For the individual trader, the market reached new heights when online currency trading was introduced on the internet. London and New York hold important position of the largest trading currency cities and this comes from their geographical positioning. There are no centralized exchanges in forex trades but over the counter which are called OTC via broker and dealer interaction.

High-speed electronic communication networks are needed for over the counter trading along with trading systems and ECNs. There are both online, web based or broker side forex platforms amongst the forex trading systems. There are also client side or direct access or stand-alone in the forex trading platforms. The first one is used by the forex investors and those who are not really active forex traders and short-term active traders like forex day traders use the second option.

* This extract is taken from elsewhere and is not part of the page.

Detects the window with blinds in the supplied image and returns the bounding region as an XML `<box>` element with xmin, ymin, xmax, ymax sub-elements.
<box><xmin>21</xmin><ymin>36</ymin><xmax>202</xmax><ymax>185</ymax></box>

There are total five major currencies present in the forex market and these are the US Dollar, British Pound, Japanese Yen, Euro and the Swiss Franc. There are different currency pairs like USD/JPY, EUR/USD etc. and forex is done in currency pairs. Combined together all of these currencies comprise for over 70% of the forex trades. The introduction of euro in the forex market was quite a major event and now the development of two Asian countries China and India as economic powers has also been quite an important event.

Some large banks happen to be the biggest beneficiaries of the money market and 80% of the forex trades are carried out by banks. According to an estimate, major banks deposit around 30% of their money in the forex market and then make about 45% of their profit with the help of this market. A large number of forex brokerages help the individuals to make profit by forex trade. There is lot of risk involved in the forex trade and the currency interest rates are always changing both ways as well.